Dubbed ‘smoke divers’, these firefighters are exposed to high temperatures, physical exhaustion and stress and the wireless sensor lets them know when their bodies are in danger.
According to a statement, the warning system depends on measurements from sensors that monitor an individual’s level of activity and whether he or she is sitting, at rest or lying prone.
It does this by combining data from accelerometers and gyroscopes with heart-rate and skin-temperature measurements. In conjunction, they measure a smoke diver’s level of heat stress.
The system has recently been tested by a group of firefighters on a training field for smoke divers at Rygge Airport in Norway. The aim was to find out how well the warning system, which obtains its data from a sensor system (ESUMS) in the form of a belt fastened closely round the chest, functions in real-life situations.
‘The sensor system was originally financed by US funding for use in medical rehabilitation, but it can also be used in other applications. So far, the results have been very encouraging,’ said project manager Trine Seeberg, a senior scientist at SINTEF, Scandinavia’s largest independent research organisation.
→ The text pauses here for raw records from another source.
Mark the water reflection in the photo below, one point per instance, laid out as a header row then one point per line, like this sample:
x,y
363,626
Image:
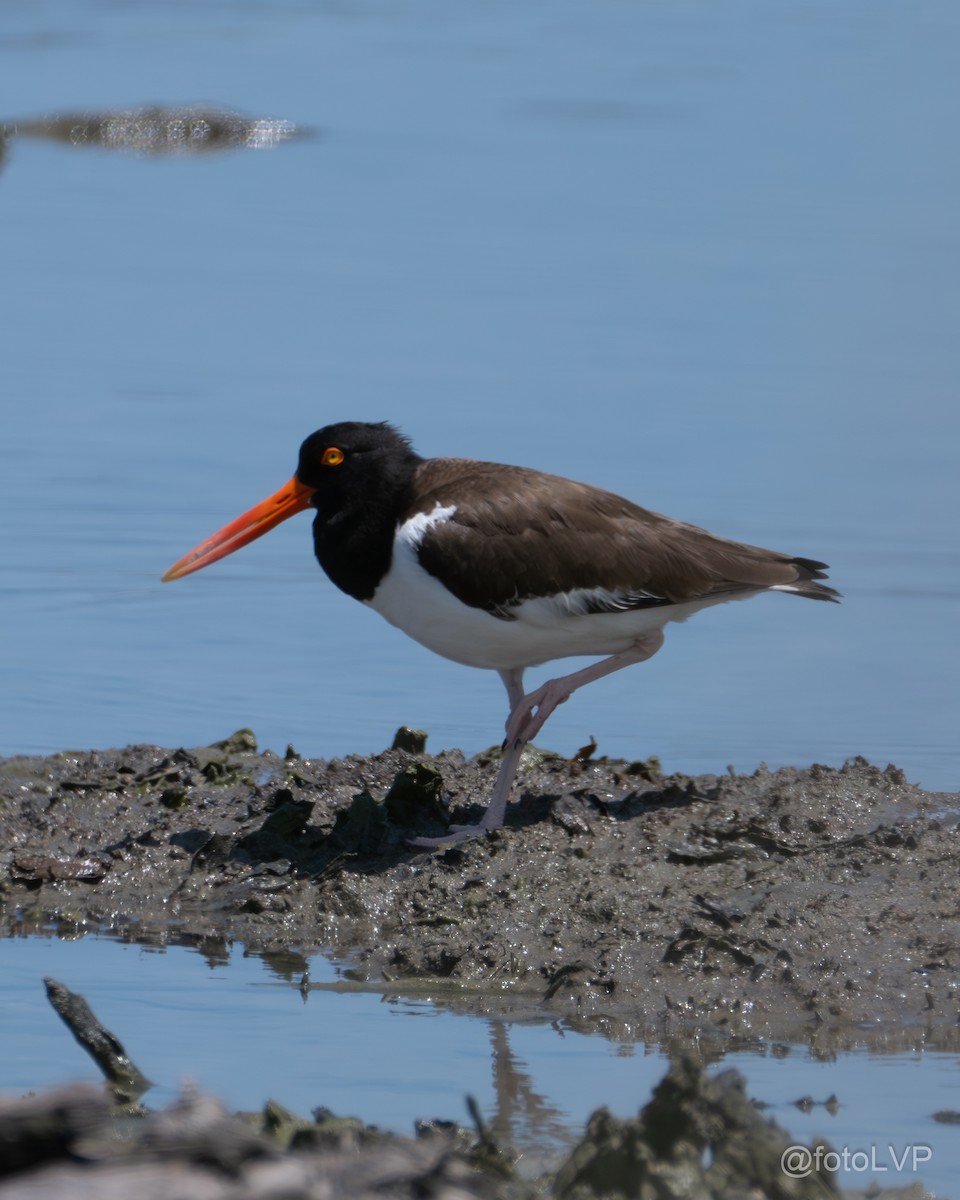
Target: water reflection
x,y
156,130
‘The equipment we used worked perfectly and the method correctly identified the risk situations that we simulated, so the trials showed that the method could be a useful way of determining whether or not a smoke diver is in danger,’ Seeberg added.
On the threshold
According to Seeberg, fine tuning remains to be done before the technology can be brought into service; more tests will have to be carried out in realistic situations, and the sensor platform will need to be integrated into smoke divers’ existing safety equipment, possibly in the form of a helmet display.
Seeberg explained that the core of the system is based on algorithms that describe how the body reacts to heat stress and that handle physiological and activity data. These emerged in the course of dialogue with the firefighters and via tests in SINTEF’s physiology laboratory, where activity data plus the heart rate and skin temperature of exercising subjects were measured and logged.
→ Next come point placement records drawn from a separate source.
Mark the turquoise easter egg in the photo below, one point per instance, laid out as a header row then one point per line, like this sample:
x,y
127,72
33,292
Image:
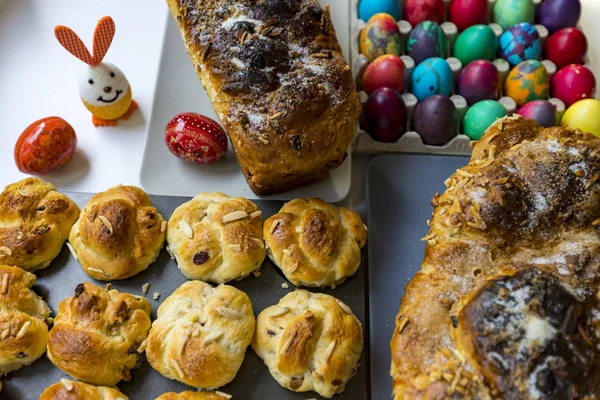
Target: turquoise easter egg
x,y
432,76
475,43
481,116
507,13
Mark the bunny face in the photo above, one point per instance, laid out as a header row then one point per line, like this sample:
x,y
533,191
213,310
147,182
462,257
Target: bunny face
x,y
103,85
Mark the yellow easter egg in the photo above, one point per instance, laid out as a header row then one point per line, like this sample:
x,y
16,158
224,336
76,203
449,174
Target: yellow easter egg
x,y
584,115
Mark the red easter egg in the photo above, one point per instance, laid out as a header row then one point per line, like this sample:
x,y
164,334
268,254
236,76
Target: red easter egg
x,y
196,138
385,71
573,83
417,11
466,13
45,145
566,46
The sensor system currently communicates with the outside world via a second-generation Bluetooth protocol, which is implemented in most smartphones.
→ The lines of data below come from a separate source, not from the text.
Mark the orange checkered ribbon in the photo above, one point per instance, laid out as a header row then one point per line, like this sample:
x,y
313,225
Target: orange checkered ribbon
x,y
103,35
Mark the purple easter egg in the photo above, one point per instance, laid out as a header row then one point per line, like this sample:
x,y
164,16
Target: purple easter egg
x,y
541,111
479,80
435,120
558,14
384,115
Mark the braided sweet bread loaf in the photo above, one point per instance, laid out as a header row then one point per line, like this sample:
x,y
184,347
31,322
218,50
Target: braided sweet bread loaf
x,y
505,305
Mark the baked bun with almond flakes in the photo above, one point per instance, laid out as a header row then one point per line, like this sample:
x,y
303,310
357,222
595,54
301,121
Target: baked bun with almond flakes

The system itself does not have a very long range, so the sensors are connected to a mobile telephone that is also worn by the smoke divers. This in turn sends information in the form of a so-called ‘hazard threshold score’ on a 10-point scale to whoever is monitoring the operation from outside the disaster site.
‘If the score is more than eight, the smoke diver is being exposed to a high level of stress and should abandon the operation, while a score of two shows that the person is in good physical condition and is operating at a level of activity that is not hazardous to health,’ said Seeberg.